Why does multiplying by v(x) work?
Suppose by multiplying a function $v(x)$, the equation has transformed into
$$ \begin{align}v(x) \frac{dy}{dx} + v(x) P(x) y &= v(x) Q(x)\ \frac{d}{dx}\left(v(x)\cdot y\right) &= v(x) Q(x) \ v(x) \cdot y &= \int v(x) Q(x) dx \ y &= \frac{1}{v(x)}\int v(x) Q(x)dx.\end{align} $$
Solution of equation (3) was expressed in terms of the function $v(x)$ and $Q(x).$ We call $v(x)$ an integrating factor.
How such v(x) is found?
If step (4) can be transformed into step (5) successfully, then
$$ \begin{align}v(x) \frac{dy}{dx} + v'(x) y = v(x)\frac{dy}{dx} + v(x) P(x) y\end{align} $$
Therefore
$$ v'(x) = v(x) P(x). $$
It is another first-order linear DE which can be solved by assuming $v(x)$ being positive function.

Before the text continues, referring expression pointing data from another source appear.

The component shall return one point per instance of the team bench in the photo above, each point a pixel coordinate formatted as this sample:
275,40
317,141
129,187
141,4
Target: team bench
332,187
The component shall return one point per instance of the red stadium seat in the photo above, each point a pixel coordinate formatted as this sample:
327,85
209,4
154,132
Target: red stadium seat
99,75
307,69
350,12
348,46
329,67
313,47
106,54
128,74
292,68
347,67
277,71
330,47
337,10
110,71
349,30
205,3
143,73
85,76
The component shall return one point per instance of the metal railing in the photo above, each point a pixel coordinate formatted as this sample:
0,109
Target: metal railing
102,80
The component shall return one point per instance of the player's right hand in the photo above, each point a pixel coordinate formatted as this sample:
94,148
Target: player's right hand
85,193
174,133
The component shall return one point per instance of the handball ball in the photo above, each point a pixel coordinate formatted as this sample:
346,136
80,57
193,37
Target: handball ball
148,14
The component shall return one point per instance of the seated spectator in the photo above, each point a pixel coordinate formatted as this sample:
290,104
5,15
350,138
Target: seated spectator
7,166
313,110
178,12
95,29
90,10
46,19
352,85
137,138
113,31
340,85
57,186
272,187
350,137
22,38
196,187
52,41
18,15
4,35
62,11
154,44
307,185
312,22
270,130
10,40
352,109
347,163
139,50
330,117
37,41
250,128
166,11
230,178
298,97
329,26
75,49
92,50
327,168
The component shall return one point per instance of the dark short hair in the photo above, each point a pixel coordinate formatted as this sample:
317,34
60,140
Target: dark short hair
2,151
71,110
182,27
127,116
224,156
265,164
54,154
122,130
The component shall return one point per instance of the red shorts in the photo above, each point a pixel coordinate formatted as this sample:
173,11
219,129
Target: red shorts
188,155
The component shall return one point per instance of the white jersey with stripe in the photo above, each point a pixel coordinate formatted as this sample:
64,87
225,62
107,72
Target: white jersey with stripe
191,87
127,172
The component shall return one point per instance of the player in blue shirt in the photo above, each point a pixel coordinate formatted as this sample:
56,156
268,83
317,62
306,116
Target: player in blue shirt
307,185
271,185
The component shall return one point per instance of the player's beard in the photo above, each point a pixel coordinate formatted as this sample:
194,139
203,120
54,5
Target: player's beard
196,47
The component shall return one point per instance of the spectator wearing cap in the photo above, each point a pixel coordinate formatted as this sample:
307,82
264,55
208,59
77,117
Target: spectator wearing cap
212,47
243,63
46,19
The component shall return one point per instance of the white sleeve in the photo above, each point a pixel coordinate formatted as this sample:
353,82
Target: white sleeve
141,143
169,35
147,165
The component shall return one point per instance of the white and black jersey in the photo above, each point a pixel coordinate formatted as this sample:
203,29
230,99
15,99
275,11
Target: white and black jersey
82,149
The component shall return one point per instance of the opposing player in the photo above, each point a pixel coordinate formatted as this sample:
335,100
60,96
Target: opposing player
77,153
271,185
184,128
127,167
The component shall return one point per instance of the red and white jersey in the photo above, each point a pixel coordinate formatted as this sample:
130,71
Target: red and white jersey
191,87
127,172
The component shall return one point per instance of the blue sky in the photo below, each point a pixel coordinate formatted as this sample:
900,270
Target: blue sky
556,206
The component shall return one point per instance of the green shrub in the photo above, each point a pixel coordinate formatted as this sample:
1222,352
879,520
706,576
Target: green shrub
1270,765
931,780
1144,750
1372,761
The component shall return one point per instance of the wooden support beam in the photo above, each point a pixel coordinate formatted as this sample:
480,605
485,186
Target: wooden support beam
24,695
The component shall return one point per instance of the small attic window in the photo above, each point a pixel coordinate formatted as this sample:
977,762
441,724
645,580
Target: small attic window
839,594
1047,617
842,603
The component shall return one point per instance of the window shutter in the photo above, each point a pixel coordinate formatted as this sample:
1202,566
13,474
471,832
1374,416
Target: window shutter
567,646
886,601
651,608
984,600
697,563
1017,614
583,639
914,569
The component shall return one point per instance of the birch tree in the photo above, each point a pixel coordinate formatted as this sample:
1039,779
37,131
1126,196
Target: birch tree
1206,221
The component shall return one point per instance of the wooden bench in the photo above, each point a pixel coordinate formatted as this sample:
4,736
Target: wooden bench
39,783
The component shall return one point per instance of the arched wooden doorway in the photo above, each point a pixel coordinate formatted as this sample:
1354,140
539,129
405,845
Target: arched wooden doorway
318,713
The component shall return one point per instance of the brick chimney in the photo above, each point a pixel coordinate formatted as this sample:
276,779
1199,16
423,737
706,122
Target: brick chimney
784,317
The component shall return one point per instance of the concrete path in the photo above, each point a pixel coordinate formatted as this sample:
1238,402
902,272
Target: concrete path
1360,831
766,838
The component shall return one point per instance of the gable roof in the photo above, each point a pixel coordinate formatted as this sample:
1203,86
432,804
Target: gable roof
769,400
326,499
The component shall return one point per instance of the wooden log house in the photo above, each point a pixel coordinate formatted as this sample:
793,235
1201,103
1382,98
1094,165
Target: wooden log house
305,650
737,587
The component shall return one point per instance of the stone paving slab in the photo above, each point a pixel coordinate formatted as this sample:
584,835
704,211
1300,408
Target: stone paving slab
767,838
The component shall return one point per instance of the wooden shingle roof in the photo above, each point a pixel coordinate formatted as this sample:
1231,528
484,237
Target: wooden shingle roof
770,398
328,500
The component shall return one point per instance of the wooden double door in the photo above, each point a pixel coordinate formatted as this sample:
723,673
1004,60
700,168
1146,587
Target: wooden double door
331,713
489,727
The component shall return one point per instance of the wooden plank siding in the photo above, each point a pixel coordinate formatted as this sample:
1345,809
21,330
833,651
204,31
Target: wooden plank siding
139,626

$$ \begin{align}\frac{dv}{dx} &= v P \ \frac{dv}{v} &= P dx\ \int \frac{dv}{v} &= \int P dx\ v &= e^{\int P dx} \end{align} $$
Summary
Example 2. Solving a First-Order Linear Differential Equation
Solve the equation
$$ x \frac{dy}{dx} = x^2 + 3y,\quad x>0. $$
Solution. ($y=-x^2 + C x^3,\quad x>0.$)
Example 3. Solving a First-Order Linear Initial Value Problem
Solve the equation
$$ x y' = x^2 + 3y,\quad x>0, $$
given the initial condition $y(1) = 2.$
Solution. ($y = -x^2+3x^3$)
Example 4. Find the particular solution of
$$ 3x y' - y = \ln x + 1,\quad x>0, $$
satisfying $y(1) = -2.$
Solution. ( $y=2x^{1/3} - \ln x -4.$ )
Note.
If the function $Q(x)$ is identically zero in the standard form
$$ \frac{dy}{dx} + P(x) y = 0, $$
the linear equation is separable:
$$ \frac{dy}{y} = - P(x) dx. $$
Then the DE can be solved by integration.
Applications.
RL Circuits
An electrical circuit whose resistance is $R$ ohms, and whose self-inductance, shown as a coil, is $L$ henries. There is a switch whose terminals at $a$ and $b$ can be closed to connect a constant electrical source of $V$ volts.
Ohm’s law for such a circuit has to be modified. The modified form is
$$ L \frac{di}{dt} + Ri = V $$
where $i$ is the intensity of the current in amperes and $t$ is the time in seconds.
Example 5. Electric Current Flow
The switch in the RL circuit is closed at time $t=0$. How will the current flow as a function of time?